DDC vs Random Scatter

Left (DDC): Representatives are strategically placed to cover:

  • All three Gaussian modes (dense regions)
  • The ring structure (diverse, low-density region)
  • Points are weighted by their representativeness

Right (Random): Representatives are uniformly distributed, missing the ring structure and unevenly covering the modes.

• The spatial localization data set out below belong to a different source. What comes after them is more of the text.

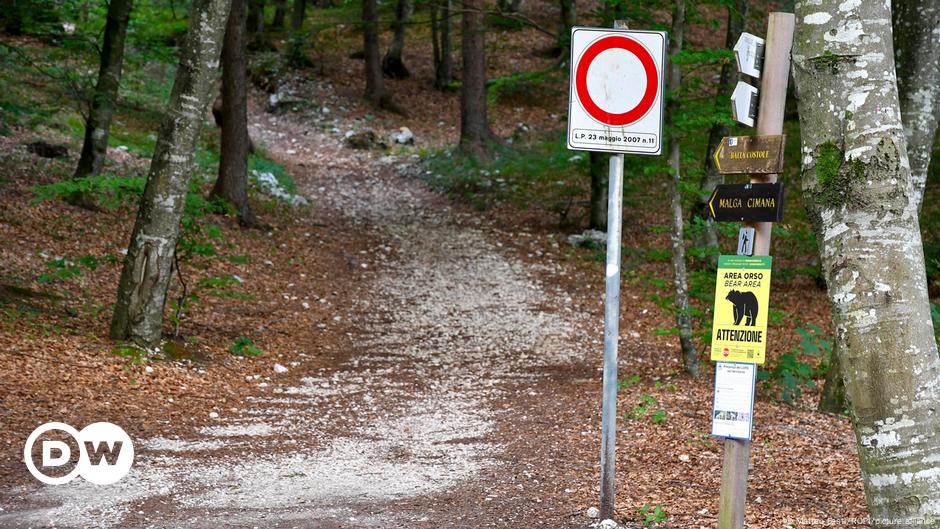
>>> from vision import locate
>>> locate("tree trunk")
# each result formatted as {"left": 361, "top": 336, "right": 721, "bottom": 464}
{"left": 588, "top": 152, "right": 607, "bottom": 231}
{"left": 272, "top": 0, "right": 286, "bottom": 27}
{"left": 558, "top": 0, "right": 575, "bottom": 54}
{"left": 213, "top": 0, "right": 259, "bottom": 228}
{"left": 1, "top": 0, "right": 25, "bottom": 35}
{"left": 74, "top": 0, "right": 134, "bottom": 180}
{"left": 459, "top": 0, "right": 497, "bottom": 156}
{"left": 290, "top": 0, "right": 305, "bottom": 31}
{"left": 363, "top": 0, "right": 399, "bottom": 111}
{"left": 382, "top": 0, "right": 412, "bottom": 79}
{"left": 818, "top": 342, "right": 846, "bottom": 413}
{"left": 690, "top": 0, "right": 748, "bottom": 267}
{"left": 665, "top": 0, "right": 697, "bottom": 377}
{"left": 286, "top": 0, "right": 306, "bottom": 63}
{"left": 246, "top": 0, "right": 266, "bottom": 49}
{"left": 893, "top": 0, "right": 940, "bottom": 211}
{"left": 110, "top": 0, "right": 232, "bottom": 347}
{"left": 793, "top": 1, "right": 940, "bottom": 524}
{"left": 431, "top": 0, "right": 453, "bottom": 90}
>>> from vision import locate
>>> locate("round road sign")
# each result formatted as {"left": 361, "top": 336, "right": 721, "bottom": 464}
{"left": 574, "top": 35, "right": 659, "bottom": 126}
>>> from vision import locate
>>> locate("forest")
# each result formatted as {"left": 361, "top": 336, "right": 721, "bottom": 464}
{"left": 0, "top": 0, "right": 938, "bottom": 527}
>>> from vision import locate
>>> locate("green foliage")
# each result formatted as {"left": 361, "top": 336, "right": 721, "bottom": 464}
{"left": 626, "top": 394, "right": 666, "bottom": 424}
{"left": 422, "top": 133, "right": 587, "bottom": 222}
{"left": 36, "top": 254, "right": 102, "bottom": 283}
{"left": 618, "top": 374, "right": 641, "bottom": 391}
{"left": 637, "top": 503, "right": 667, "bottom": 526}
{"left": 229, "top": 336, "right": 263, "bottom": 357}
{"left": 758, "top": 324, "right": 831, "bottom": 404}
{"left": 485, "top": 69, "right": 561, "bottom": 107}
{"left": 32, "top": 174, "right": 146, "bottom": 210}
{"left": 112, "top": 344, "right": 148, "bottom": 364}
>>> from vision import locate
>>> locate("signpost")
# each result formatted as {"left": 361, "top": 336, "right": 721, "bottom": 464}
{"left": 713, "top": 135, "right": 786, "bottom": 175}
{"left": 567, "top": 21, "right": 667, "bottom": 521}
{"left": 733, "top": 33, "right": 765, "bottom": 78}
{"left": 731, "top": 82, "right": 758, "bottom": 127}
{"left": 716, "top": 13, "right": 794, "bottom": 529}
{"left": 707, "top": 183, "right": 785, "bottom": 222}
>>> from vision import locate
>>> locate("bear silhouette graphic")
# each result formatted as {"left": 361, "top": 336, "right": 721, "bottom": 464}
{"left": 726, "top": 290, "right": 759, "bottom": 326}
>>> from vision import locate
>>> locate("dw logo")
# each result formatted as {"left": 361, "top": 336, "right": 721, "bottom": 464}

Distributional Approximation

DDC Marginals: DDC Marginals

Random Marginals: Random Marginals

DDC better preserves the marginal distributions of the original data, especially in the tails and multimodal regions. The weighted coreset (red/blue lines) closely matches the full data distribution (gray histograms).

Quantitative Comparison

The following table compares DDC and Random coresets using standard distributional metrics:

Method Mean Error (L2) Cov Error (Fro) Corr Error (Fro) W1 Mean W1 Max KS Mean KS Max
DDC 0.253 1.780 0.049 0.271 0.277 0.070 0.076
Random 0.797 2.486 0.080 0.515 0.806 0.098 0.138

Metrics explained:

  • Mean Error (L2): L2 norm of the difference between full data mean and coreset weighted mean
  • Cov Error (Fro): Frobenius norm of the difference between full data covariance and coreset weighted covariance
  • Corr Error (Fro): Frobenius norm of the difference between correlation matrices
  • W1 Mean/Max: Mean and maximum Wasserstein-1 distance across dimensions (lower is better)
  • KS Mean/Max: Mean and maximum Kolmogorov-Smirnov statistic across dimensions (lower is better)

Key takeaway: DDC provides better spatial coverage and distributional fidelity than random sampling, especially when the data has multiple modes or complex geometries. Across all metrics, DDC achieves 2-3x lower error compared to random sampling.


Example: 5D Gaussian Mixture

We also compare DDC, Random, and Stratified coresets on a 5D Gaussian mixture (4 components, n=50,000). The results are visualized using UMAP 2D projection and marginal distributions.

Spatial Coverage (UMAP 2D Projection)

DDC vs Random vs Stratified UMAP

Left (DDC): Representatives are distributed across all modes, capturing the mixture structure.
Middle (Random): Representatives are uniformly scattered, missing some modes.
Right (Stratified): Representatives respect component proportions, but may miss geometric structure.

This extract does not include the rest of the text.